# Programming Exercise 6: Support Vector Machines-Spam Classification

Many email services today provide spam filters that are able to classify emails into spam and non-spam email with high accuracy. In this part of the exercise, we will use SVMs to build our own spam filter.

we will be training a classifier to classify whether a given email, x, is spam (y=1) or non-spam (y=0). In particular, we need to convert each email into a feature vector $x \in \mathbb{R}^n$. The following parts of the exercise will walk us through how such a feature vector can be constructed from an email.

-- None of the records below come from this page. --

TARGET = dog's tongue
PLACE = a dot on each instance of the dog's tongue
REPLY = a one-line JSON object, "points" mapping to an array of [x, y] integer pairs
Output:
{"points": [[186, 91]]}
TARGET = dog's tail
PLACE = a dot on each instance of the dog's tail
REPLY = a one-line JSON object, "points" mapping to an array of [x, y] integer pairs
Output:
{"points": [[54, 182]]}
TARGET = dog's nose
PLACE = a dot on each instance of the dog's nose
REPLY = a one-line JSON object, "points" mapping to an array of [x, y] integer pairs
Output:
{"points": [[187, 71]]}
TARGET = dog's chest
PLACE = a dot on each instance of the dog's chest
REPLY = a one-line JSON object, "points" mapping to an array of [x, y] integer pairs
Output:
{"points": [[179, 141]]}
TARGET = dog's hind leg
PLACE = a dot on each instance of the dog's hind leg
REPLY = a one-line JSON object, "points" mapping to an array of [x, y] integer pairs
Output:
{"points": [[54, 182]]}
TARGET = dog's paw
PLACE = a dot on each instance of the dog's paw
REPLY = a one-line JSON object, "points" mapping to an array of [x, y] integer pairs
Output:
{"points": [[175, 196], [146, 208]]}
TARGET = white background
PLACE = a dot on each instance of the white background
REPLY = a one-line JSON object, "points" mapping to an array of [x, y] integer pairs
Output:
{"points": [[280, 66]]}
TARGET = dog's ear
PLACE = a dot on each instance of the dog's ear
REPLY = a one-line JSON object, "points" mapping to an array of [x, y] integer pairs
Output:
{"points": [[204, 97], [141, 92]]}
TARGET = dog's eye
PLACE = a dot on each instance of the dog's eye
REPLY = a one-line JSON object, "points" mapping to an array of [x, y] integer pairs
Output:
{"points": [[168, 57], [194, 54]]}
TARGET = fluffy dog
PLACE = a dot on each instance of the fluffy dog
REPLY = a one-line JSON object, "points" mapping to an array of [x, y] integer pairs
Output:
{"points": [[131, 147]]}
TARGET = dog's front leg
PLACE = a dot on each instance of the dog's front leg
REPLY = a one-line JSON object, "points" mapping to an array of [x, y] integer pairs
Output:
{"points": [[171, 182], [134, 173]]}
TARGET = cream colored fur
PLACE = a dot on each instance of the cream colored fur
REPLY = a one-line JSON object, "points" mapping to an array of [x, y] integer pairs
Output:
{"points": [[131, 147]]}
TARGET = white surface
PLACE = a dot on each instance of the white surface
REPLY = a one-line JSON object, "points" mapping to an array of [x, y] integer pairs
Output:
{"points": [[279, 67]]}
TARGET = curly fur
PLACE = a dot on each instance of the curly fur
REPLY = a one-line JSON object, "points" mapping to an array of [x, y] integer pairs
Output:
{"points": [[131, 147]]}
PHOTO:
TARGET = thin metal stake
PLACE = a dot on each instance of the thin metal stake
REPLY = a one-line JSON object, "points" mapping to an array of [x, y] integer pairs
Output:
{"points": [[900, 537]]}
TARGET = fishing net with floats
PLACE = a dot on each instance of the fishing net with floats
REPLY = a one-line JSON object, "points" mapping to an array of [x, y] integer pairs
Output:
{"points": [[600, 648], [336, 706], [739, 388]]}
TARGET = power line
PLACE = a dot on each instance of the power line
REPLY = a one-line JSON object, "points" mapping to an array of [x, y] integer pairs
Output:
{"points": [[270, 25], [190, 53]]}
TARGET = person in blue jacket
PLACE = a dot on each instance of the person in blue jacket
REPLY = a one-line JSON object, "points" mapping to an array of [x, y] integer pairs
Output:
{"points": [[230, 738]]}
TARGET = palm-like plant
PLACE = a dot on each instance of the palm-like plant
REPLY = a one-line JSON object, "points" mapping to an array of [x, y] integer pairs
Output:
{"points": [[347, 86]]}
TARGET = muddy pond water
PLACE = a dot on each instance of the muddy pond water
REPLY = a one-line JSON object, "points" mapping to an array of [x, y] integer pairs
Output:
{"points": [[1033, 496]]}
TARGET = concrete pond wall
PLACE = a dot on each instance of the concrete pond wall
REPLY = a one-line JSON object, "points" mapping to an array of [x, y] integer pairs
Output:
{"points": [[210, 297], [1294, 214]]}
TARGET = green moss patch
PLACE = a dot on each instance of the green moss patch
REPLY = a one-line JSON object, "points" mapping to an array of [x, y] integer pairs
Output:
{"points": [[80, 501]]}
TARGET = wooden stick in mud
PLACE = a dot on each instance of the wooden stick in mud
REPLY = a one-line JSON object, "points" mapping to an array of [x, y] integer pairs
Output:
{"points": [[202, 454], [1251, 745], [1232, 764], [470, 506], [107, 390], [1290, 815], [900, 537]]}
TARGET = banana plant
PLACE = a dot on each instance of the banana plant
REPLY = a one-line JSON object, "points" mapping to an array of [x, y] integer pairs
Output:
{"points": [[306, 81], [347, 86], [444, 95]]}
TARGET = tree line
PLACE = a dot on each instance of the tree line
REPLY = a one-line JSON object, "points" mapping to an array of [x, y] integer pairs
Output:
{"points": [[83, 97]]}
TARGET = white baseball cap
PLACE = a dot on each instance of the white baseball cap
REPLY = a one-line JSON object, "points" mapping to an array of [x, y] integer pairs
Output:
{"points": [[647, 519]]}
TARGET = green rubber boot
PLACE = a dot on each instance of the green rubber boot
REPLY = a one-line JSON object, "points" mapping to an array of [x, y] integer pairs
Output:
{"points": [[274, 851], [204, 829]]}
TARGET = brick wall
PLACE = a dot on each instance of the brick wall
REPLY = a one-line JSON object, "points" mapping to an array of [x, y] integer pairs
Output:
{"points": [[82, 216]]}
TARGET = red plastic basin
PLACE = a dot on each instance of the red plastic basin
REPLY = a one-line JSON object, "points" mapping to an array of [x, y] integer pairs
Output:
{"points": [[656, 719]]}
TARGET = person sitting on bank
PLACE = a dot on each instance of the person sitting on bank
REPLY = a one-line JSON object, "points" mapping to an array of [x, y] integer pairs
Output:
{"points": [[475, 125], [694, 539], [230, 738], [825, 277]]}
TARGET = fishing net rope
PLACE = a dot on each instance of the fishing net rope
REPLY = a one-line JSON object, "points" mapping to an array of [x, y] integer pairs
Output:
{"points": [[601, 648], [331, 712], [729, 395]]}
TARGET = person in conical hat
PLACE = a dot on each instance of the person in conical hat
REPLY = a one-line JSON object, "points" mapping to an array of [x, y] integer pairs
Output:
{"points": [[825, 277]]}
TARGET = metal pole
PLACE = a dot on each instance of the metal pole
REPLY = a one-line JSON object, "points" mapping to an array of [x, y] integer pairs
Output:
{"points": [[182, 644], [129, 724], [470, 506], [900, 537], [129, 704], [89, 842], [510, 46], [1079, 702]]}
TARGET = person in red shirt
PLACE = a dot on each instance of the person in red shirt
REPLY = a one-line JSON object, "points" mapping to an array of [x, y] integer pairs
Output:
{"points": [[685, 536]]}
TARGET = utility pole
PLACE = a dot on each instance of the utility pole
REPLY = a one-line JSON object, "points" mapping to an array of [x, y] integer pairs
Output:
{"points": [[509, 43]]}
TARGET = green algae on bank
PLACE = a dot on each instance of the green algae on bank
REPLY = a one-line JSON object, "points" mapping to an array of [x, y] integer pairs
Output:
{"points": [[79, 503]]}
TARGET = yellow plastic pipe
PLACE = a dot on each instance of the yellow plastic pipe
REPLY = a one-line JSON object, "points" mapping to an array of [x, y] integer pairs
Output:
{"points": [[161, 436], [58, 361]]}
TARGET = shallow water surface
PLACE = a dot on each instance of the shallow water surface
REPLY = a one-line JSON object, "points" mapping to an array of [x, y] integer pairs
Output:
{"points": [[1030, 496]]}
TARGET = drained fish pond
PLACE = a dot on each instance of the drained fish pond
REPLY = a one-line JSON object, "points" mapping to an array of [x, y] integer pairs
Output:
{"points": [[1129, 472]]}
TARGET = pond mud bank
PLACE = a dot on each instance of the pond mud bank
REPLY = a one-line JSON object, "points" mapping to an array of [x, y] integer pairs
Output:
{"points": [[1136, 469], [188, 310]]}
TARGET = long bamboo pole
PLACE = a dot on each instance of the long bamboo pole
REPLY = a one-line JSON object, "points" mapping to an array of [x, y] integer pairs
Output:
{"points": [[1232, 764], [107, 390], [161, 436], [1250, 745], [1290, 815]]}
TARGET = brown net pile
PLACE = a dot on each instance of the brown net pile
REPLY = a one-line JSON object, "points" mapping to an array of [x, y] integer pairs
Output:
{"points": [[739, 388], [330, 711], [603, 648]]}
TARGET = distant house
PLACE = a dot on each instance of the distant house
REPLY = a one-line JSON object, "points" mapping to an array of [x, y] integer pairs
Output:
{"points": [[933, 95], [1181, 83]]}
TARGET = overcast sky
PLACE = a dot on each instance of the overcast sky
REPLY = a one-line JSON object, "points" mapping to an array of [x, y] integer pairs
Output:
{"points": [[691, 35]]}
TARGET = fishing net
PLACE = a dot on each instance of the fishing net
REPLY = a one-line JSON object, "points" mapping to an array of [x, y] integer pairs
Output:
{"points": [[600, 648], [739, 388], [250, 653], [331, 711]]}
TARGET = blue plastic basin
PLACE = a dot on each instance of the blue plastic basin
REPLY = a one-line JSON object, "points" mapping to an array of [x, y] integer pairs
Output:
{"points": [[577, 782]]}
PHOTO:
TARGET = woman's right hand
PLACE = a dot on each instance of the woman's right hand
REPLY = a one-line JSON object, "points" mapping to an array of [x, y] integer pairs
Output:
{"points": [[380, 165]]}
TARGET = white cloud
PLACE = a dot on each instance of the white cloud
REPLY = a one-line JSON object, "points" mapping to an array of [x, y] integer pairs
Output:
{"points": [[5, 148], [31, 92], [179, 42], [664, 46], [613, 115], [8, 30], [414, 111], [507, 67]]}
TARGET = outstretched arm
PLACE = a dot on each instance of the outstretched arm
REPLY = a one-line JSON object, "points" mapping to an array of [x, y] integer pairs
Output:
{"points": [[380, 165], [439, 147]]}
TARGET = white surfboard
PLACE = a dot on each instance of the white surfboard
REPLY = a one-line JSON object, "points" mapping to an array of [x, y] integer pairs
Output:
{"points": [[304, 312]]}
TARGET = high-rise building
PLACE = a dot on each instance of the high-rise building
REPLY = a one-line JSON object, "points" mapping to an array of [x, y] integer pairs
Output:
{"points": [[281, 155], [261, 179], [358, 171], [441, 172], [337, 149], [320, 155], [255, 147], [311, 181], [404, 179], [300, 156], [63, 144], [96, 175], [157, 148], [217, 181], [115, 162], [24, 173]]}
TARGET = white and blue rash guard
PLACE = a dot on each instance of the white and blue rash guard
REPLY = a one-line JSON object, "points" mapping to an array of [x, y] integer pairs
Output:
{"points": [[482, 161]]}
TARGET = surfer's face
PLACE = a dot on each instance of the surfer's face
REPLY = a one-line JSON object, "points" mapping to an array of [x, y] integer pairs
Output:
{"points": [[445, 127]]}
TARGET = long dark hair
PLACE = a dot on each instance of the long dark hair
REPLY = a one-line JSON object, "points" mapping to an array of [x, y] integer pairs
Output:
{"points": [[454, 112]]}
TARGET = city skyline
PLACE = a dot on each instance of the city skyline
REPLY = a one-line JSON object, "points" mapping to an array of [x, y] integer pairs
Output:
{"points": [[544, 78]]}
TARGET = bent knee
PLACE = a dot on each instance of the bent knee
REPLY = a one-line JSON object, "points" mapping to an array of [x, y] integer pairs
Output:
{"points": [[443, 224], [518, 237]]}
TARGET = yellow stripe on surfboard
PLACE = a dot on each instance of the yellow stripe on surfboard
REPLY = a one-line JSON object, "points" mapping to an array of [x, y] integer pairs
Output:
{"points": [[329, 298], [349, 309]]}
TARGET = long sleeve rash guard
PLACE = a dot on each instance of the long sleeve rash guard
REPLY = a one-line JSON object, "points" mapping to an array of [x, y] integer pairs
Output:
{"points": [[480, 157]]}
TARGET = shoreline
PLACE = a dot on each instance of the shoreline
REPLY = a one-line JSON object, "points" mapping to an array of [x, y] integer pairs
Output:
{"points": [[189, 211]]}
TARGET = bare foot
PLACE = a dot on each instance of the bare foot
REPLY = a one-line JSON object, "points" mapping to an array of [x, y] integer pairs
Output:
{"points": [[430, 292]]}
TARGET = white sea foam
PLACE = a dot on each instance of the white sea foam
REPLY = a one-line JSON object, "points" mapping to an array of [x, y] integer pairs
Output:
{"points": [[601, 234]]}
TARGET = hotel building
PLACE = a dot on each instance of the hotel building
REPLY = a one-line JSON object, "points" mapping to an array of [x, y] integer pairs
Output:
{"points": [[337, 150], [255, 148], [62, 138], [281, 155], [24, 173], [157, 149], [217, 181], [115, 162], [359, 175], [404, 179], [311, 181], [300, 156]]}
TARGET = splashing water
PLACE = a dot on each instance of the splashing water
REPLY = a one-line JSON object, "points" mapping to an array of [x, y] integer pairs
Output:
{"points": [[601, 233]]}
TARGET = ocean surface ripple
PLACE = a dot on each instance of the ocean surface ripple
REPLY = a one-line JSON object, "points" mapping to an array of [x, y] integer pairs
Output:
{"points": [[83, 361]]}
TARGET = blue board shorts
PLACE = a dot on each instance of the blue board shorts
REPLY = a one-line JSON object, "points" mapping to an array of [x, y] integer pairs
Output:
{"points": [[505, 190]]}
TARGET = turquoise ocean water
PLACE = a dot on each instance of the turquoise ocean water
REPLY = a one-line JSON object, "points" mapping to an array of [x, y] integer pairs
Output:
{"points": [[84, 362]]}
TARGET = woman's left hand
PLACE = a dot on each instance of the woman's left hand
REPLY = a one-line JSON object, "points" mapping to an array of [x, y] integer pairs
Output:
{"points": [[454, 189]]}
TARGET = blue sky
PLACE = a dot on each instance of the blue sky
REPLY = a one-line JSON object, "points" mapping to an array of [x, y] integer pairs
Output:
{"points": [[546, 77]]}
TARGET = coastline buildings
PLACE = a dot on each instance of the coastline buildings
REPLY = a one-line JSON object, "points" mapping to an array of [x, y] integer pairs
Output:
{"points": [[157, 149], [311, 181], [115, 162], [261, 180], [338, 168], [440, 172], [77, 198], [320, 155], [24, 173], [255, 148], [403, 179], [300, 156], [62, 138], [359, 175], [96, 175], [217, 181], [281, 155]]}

The dataset included for this exercise is based on a a subset of the SpamAssassin Public Corpus. For the purpose of this exercise, we will only be using the body of the email (excluding the email headers).

In [8]:
# importing important libraries

# Used for computations of numerical data.
import numpy as np

# Used for reading data and data manipulation
import pandas as pd 

# Used for graphing data.
import matplotlib.pyplot as plt

# Used to load the OCTAVE *.mat files
from scipy.io import loadmat

# Optimization module in scipy
import scipy.io 

# regular expression for e-mail processing
import re 

# This is done to suppress tonnes of warning messages that the call to sklearn fit method generates
import warnings
warnings.filterwarnings('ignore')

# SVM software
from sklearn import svm 


# This is one possible porter stemmer 
# (note: I had to do a pip install stemming)
# https://pypi.python.org/pypi/stemming/1.0
from stemming.porter2 import stem

# This porter stemmer seems to more accurately duplicate the
# porter stemmer used in the OCTAVE assignment code
# (note: I had to do a pip install nltk)
# I'll note that both stemmers have very similar results
import nltk, nltk.stem.porter
    
# tells matplotlib to embed plots within the notebook
%matplotlib inline

# ===== Part 1: Email Preprocessing =====

### Preprocessing Emails

Before starting on a machine learning task, it is usually insightful to take a look at examples from the dataset. The text below shows a sample email that contains a URL, an email address (at the end), numbers, and dollar amounts.

In [9]:
print ("emailSample1.txt:")
path1 = ("C:\\Users\\nomaniqbal\\Downloads\\notebook\\HomeworkMl\\mlclass-ex6-jin\\emailSample1.txt")
my_file = open(path1, "r")
for line in my_file:
    print(line)

emailSample1.txt:
> Anyone knows how much it costs to host a web portal ?

>

Well, it depends on how many visitors you're expecting.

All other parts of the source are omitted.